Une vision qui dépasse les frontières habituelles
Les alliances traditionnelles sont soumises à des pressions sans précédent, et les dirigeants cherchent des réponses audacieuses pour garantir la sécurité de leurs nations. Dans ce contexte tendu, un chef d’État vient de lancer une idée pour le moins spectaculaire concernant l’avenir d’un grand bloc international.
Penser à une échelle radicalement différente
C’est lors du sommet Eurelectric Power, ce mercredi à Helsinki, qu’un discours a véritablement frappé les esprits. Le président finlandais Alexander Stubb est monté sur scène pour appeler les dirigeants politiques à repenser en profondeur le fonctionnement de l’Union européenne.
Selon lui, le paysage géopolitique actuel exige une expansion massive du bloc. La puissance régionale dépend directement de la taille et du poids d’un ensemble politique, a-t-il soutenu, plaidant pour que l’UE atteigne une quarantaine de membres.
Mais c’est sur un allié nord-américain que sa proposition a fait le plus d’effet. Face au public réuni, il a lancé : « Ne serait-il pas formidable que le Canada soit le 28e État de l’Union européenne, plutôt que de devenir le 51e État des États-Unis ? »
Des élargissements qui s’étendent bien au-delà de l’Europe
Pour Stubb, élargir l’alliance suppose d’abord de regarder du côté des voisins les plus proches, y compris d’anciens membres. Il a ainsi exprimé sa volonté de réintégrer le Royaume-Uni au sein de la communauté européenne.
Si Londres devait refuser un retour complet, le dirigeant finlandais souhaite néanmoins maintenir les responsables britanniques aussi proches que possible des institutions européennes. Il a également mis en avant d’autres partenaires régionaux qu’il juge indispensables.
L’Ukraine, la Moldavie et la Géorgie figurent parmi les pièces essentielles du puzzle selon lui. Et puis il y a une relation historiquement complexe que beaucoup de politiques préfèrent ignorer.

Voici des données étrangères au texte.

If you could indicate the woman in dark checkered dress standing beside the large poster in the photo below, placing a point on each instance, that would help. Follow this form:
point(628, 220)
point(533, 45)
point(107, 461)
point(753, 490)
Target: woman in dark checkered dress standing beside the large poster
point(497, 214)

« Nous devons aussi commencer à discuter sérieusement de la Turquie », a affirmé Stubb, avertissant qu’il est absolument nécessaire de maintenir Ankara dans l’orbite européenne pour des raisons fondamentales de sécurité.

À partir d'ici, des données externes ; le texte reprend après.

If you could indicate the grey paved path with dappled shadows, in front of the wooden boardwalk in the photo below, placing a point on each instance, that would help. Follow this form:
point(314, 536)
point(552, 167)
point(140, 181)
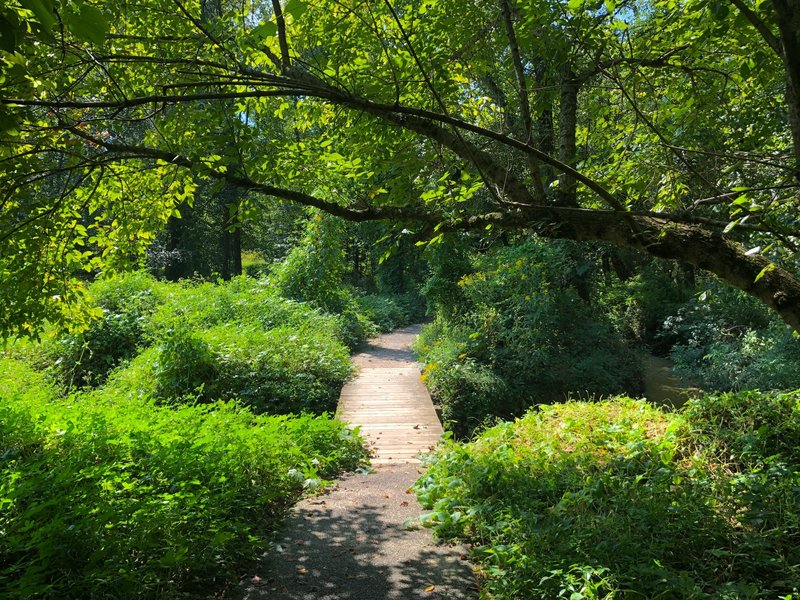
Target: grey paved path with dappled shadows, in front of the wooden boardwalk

Trouver de l’ordre dans le chaos
Les pressions mondiales s’accumulent simultanément de plusieurs directions. Stubb a rappelé que l’Europe fait face à des menaces sécuritaires actives de la part de la Russie, tout en subissant une pression politique intense de Washington.

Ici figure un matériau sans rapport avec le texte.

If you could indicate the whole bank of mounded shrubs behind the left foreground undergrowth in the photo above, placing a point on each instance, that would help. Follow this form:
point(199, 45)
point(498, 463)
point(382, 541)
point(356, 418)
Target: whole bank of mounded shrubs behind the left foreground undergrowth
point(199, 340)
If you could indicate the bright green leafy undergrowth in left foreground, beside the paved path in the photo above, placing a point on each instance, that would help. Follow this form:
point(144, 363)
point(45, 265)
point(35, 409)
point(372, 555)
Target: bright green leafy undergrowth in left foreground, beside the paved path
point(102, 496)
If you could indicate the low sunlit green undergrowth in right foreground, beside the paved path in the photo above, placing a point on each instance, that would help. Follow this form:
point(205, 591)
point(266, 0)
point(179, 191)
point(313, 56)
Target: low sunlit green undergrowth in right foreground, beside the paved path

Pour traverser cette période difficile, le continent doit impérativement mettre de l’ordre dans ses propres affaires. Mais le président finlandais a tenu à nuancer son propos : le projet européen est loin d’être une utopie sans défauts.
Les avancées se construisent toujours à travers un processus particulièrement désordonné. Stubb a observé un schéma historique récurrent dans la manière dont ce grand bloc politique parvient à résoudre ses crises majeures.
« Nous avons souvent tendance à présenter l’Europe comme un système parfait, mais la vérité, c’est qu’elle évolue toujours en trois étapes : une crise surgit ; le chaos s’ensuit ; puis une solution optimale finit par émerger », a-t-il conclu.